I've long wanted to understand crypto arbitrage, but the theory is overwhelming. I decided to systematize it—maybe someone can point out where I'm going wrong.



The essence is simple: crypto arbitrage works on the price difference of the same asset across different platforms. Buy cheaper here, sell higher there, and profit from the spread. It sounds easy, but why is this even possible?

Prices differ because each platform has its own demand and supply balance, quote updates are delayed, plus regional factors influence prices. All of this creates windows of opportunity.

There are several types of arbitrage, and I haven't decided which to try yet. Inter-exchange arbitrage is the most obvious—buy on one major platform and immediately sell on another. For example, ETH is cheaper on one platform and more expensive on another. Simple crypto arbitrage, but with pitfalls.

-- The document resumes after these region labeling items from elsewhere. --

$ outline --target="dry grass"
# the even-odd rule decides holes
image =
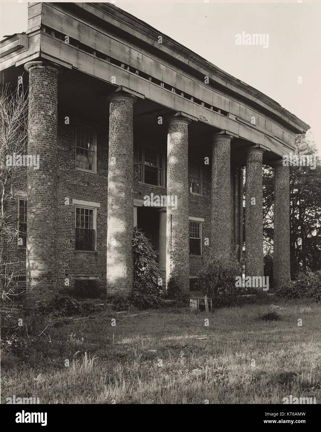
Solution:
[[[320,307],[280,303],[271,310],[281,320],[258,321],[266,307],[102,314],[51,328],[44,352],[25,364],[3,356],[2,403],[13,394],[41,403],[282,403],[290,394],[319,403]]]

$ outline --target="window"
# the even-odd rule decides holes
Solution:
[[[139,181],[164,186],[164,160],[163,153],[152,149],[139,149]]]
[[[76,127],[76,168],[96,172],[96,132],[91,127]]]
[[[202,194],[201,169],[199,164],[192,163],[190,165],[189,190],[192,194]]]
[[[76,207],[76,250],[95,250],[95,209]]]
[[[189,254],[201,255],[201,222],[189,221]]]
[[[27,246],[27,200],[19,198],[18,203],[18,245]]]

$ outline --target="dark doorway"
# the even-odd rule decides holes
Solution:
[[[159,249],[159,213],[157,209],[150,207],[137,207],[137,226],[150,240],[153,248]]]

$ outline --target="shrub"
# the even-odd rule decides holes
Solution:
[[[137,227],[133,238],[134,284],[130,299],[138,308],[157,308],[163,290],[158,284],[160,269],[151,243]]]
[[[175,300],[179,305],[185,305],[189,294],[186,292],[174,276],[171,276],[167,283],[167,292],[169,299]]]
[[[228,306],[234,302],[242,288],[235,286],[235,278],[242,276],[242,266],[233,258],[205,257],[198,273],[200,289],[212,299],[214,307]]]
[[[313,273],[300,272],[296,280],[285,284],[277,291],[279,297],[321,301],[321,270]]]

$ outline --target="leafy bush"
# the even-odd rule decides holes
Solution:
[[[300,272],[295,280],[284,284],[277,291],[279,297],[321,301],[321,270]]]
[[[169,299],[176,300],[182,305],[186,303],[189,298],[189,293],[184,290],[174,276],[171,276],[167,282],[167,292]]]
[[[236,276],[242,276],[242,266],[238,261],[210,253],[205,257],[198,272],[198,285],[203,294],[212,299],[214,307],[228,306],[242,289],[235,286]]]
[[[137,227],[134,229],[134,284],[130,299],[138,308],[160,305],[163,290],[158,284],[160,269],[151,243]]]
[[[79,279],[75,281],[75,293],[76,296],[97,299],[100,295],[97,281],[90,279]]]
[[[275,308],[271,308],[265,312],[258,311],[256,319],[258,321],[280,321],[281,318],[277,309]]]

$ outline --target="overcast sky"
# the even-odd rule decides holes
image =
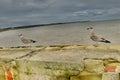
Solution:
[[[0,0],[0,27],[120,19],[120,0]]]

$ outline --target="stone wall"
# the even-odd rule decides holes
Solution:
[[[0,79],[120,80],[119,55],[119,46],[2,48]]]

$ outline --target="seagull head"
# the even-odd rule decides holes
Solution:
[[[18,36],[22,36],[22,34],[18,34]]]

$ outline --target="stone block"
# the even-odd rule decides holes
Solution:
[[[102,73],[104,71],[104,64],[102,60],[86,59],[85,70],[88,72]]]
[[[117,72],[103,73],[102,80],[119,80],[119,73]]]

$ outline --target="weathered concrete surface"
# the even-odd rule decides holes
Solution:
[[[115,66],[113,71],[119,72],[119,62],[120,46],[74,45],[0,49],[0,74],[3,80],[6,80],[4,76],[8,80],[8,75],[4,75],[4,72],[11,72],[14,80],[102,80],[106,71],[112,69],[105,71],[106,67]]]

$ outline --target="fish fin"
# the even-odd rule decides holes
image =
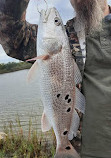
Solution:
[[[82,76],[75,61],[74,61],[74,80],[75,80],[75,84],[79,84],[82,82]]]
[[[54,158],[80,158],[71,144],[68,147],[70,148],[69,150],[63,149],[63,147],[58,148]]]
[[[51,124],[50,124],[45,112],[43,112],[43,114],[42,114],[41,128],[42,128],[42,132],[47,132],[51,129]]]
[[[35,60],[38,60],[38,59],[47,60],[47,59],[49,59],[49,55],[48,54],[46,54],[46,55],[40,55],[40,56],[37,56],[35,58],[28,59],[26,61],[35,61]]]
[[[38,63],[35,61],[35,63],[32,65],[27,75],[28,83],[35,77],[35,74],[37,73],[37,69],[38,69]]]
[[[84,114],[85,113],[85,97],[79,91],[77,87],[76,87],[75,95],[76,95],[75,109],[79,110],[80,112]]]
[[[72,140],[74,137],[77,136],[77,131],[78,131],[78,128],[79,128],[79,124],[80,124],[80,118],[78,116],[78,113],[74,109],[74,113],[73,113],[73,116],[72,116],[72,123],[71,123],[70,131],[69,131],[69,134],[68,134],[68,139],[69,140]]]

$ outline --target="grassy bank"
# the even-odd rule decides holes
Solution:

There's also intra-exchange arbitrage—working within a single platform, exploiting differences between trading pairs. ETH/USDT might be cheaper than ETH/BTC; you convert and profit. Triangular arbitrage is even more complex—chain of exchanges through several pairs on one exchange: USDT → BTC → ETH → back to USDT. And regional options, where you buy on a well-known platform and sell via P2P in local currency with a markup.

How to get started? Accounts on multiple platforms are necessary—that's clear. It's better to keep balances in stablecoins (USDT, USDC) for convenience. Then, you need to monitor prices via specialized sites or bots. The most important thing is to correctly calculate commissions; otherwise, all profits will be eaten up by deposit, withdrawal, and exchange fees. Speed is also critical: while transferring crypto, the price can jump, and the whole scheme collapses. For speed, it's better to use fast networks like TRC-20 or BSC.

I'll try a simple example: BTC costs $96,000 on one platform and $96,100 on another. Buy cheaper, transfer to the second platform, sell higher. Theoretically, $100 profit minus commissions. But here's the catch—fees can be so high that you'll end up losing money. Transfer delays, withdrawal limits on some platforms, risk of bans due to regional restrictions—all must be considered.

Is crypto arbitrage a truly working scheme, or am I missing something? I’m interested to hear opinions from those who have already tried. Maybe there are nuances I haven't seen in the theory stage?